Dick Rehbein

Personal information
- Born: November 22, 1955 Green Bay, Wisconsin, U.S.
- Died: August 6, 2001 (aged 45) Boston, Massachusetts, U.S.

Career information
- College: Ripon

Career history
- Green Bay Packers (1979–1983) Special teams coordinator; Los Angeles Express (1984) Special teams coordinator & assistant offensive line coach; Minnesota Vikings (1984) Special assistant; Minnesota Vikings (1985–1988) Wide receivers coach; Minnesota Vikings (1989–1991) Assistant offensive coordinator; New York Giants (1992) Tight ends coach; New York Giants (1993–1996) Wide receivers coach; New York Giants (1997) Tight ends coach; New York Giants (1998–1999) Offensive line coach; New England Patriots (2000–2001) Quarterbacks coach;

= Dick Rehbein =

American football player and coach (1955–2001)

Richard Rehbein (November 22, 1955 – August 6, 2001) was an American football coach for twenty three seasons in the NFL, filling a variety of roles as an offensive position coach.

==Playing career==
Rehbein attended Ripon College, where he was a Division III All-American center. He was part of the Green Bay Packers' 1977 training camp but did not make their final roster.

==Coaching career==
Starting in 1979, Rehbein served as the Packers' special teams coach before moving to the USFL's Los Angeles Express, then the NFL's Minnesota Vikings in 1984. In Minnesota, Rehbein served in multiple offensive coaching capacities and in 1992, joined the New York Giants' coaching staff as a tight ends coach.

After also coaching the Giants' wide receivers and offensive line, Rehbein left the Giants to be the quarterbacks coach of the New England Patriots in 2000. Though Rehbein's time with the Patriots was short due to his death in 2001, he played a large role in the franchise by championing the draft selection of then-little-known Tom Brady. Chosen in the sixth round of the 2000 NFL draft with the 199th pick, Brady would then go on to win three MVPs and a record seven Super Bowls, including six with the Patriots. Brady described Rehbein as being a "tremendous influence on my life".

==Death==
Given a few days off by Patriots head coach Bill Belichick in the middle of his second training camp with the team, Rehbein used the time to exercise at a gym with his 12-year-old daughter Sarabeth on August 5, 2001. While running on a treadmill, Rehbein blacked out but regained consciousness enough to enter an ambulance under his own power.
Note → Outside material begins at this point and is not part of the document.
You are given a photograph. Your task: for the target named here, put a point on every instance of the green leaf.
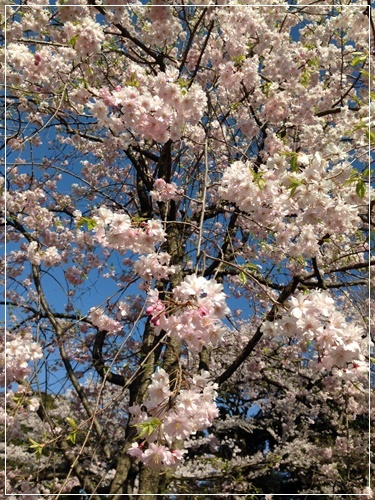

He was transferred to Massachusetts General Hospital in Boston, where tests later that day concluded his loss of consciousness was due to a heart condition he had been diagnosed with in 1988, cardiomyopathy. That night, Rehbein contacted then-Patriots offensive coordinator Charlie Weis and told him he would be back with the Patriots in time for their 7 PM EDT coaches' meeting the next day.

On the following morning, Rehbein underwent a stress test on his heart. During the recovery period directly following the test, Rehbein lost consciousness again but did not regain it as he had the day before. He was declared dead shortly thereafter, with cardiomyopathy declared his cause of death.